John Roth took the opportunity at a Senate Homeland Security and Governmental Affairs Committee hearing on the government’s programs most at risk of waste and abuse to announce several coming audits prompted by the new administration’s domestic security agenda.

He also spoke five days after a DHS document leaked to the Reuters news agency suggested that building a 1,250-mile southern wall by the end of 2020 could cost $21.6 billion, or nearly twice previous estimates, and would be inhibited by mountainous terrain along the route. (DHS would not verify the new estimate, but Trump immediately tweeted that he would use the same jawboning techniques he’s used in seeking to reduce the price of major military aircraft built by contractors to cut the wall’s price as well.)

Roth told senators during testimony on strengthening Homeland Security’s management functions that his team will prepare backgrounders related to Trump’s executive order Border Security and Immigration Enforcement Improvements, and the “importance of spending [investments on the border] efficiently and effectively.”

Roth noted that DHS “has historically performed very poorly in this area," citing the electronic wall SBInet along the 53-mile Southwest border that cost $1 billion and was cancelled in 2011. “Given the risks involved, we will be using a lifecycle approach to audit and monitor the department’s actions to strengthen the physical security of the nation’s southern border,” he added. “A lifecycle audit approach means that we will be auditing the project throughout its life span, rather than waiting for the project to be completed or partially completed before looking at it. In this way, we have an opportunity to stop waste and mismanagement before the money is spent, rather than simply identifying it after the fact.”

His first report is expected within six weeks.
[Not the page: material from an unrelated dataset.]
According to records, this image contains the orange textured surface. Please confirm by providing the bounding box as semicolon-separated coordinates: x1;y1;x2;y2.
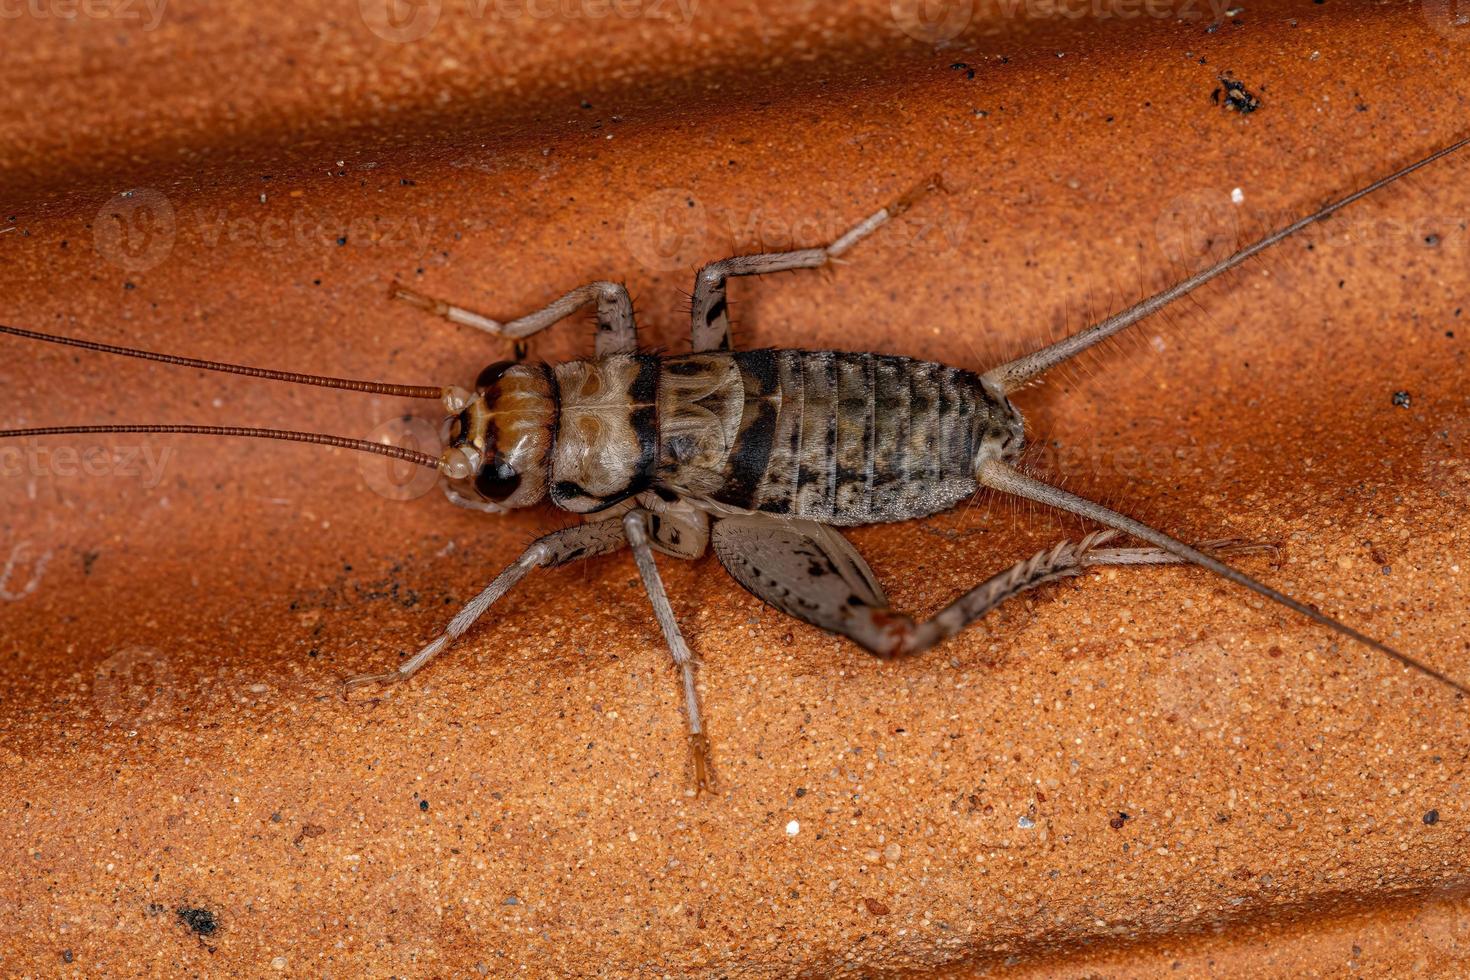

Then the IG’s auditors will review “Customs and Border Protection’s comprehensive study of the security of the southern border that the executive order requires be completed within 180 days.” Future audits will address the planning, design, acquisitions, and construction phases of the southern border barrier, according to Roth.

Trump’s order that DHS hire 5,000 new Border Patrol agents and 10,000 immigration officers came after Roth’s office had only recently completed a study of obstacles and bottlenecks that slow hiring. “We found that historically DHS components had insufficient staffing in the human resource area and had inadequate systems to track and process applicants,” he testified. “In fiscal 2015, it took an average of 282 days (over nine months) to hire a Border Patrol agent, measured from the time the job announcement closed to the date the applicant was hired. Other positions likewise encountered significant delays.”

IG auditors will also examine the “department’s human capital strategies and management capabilities to ensure the department can quickly and effectively hire a highly qualified and diverse workforce,” having previously identified “poor management practices and their negative impacts.” Later reviews will probe the impacts of the hiring of 15,000 on other agencies, Roth said.

Finally, the IG, as announced early this month, is also responding to Trump’s controversial order “Protecting the Nation from Foreign Terrorist Entry into the United States,” currently stayed by several courts following nationwide protests. “The review is being initiated in response to congressional requests and whistleblower and hotline complaints,” Roth said, adding that it will include an investigation into the order’s rollout—considered chaotic by many—as well as “DHS’ adherence to court orders and allegations of individual misconduct on the part of DHS personnel.”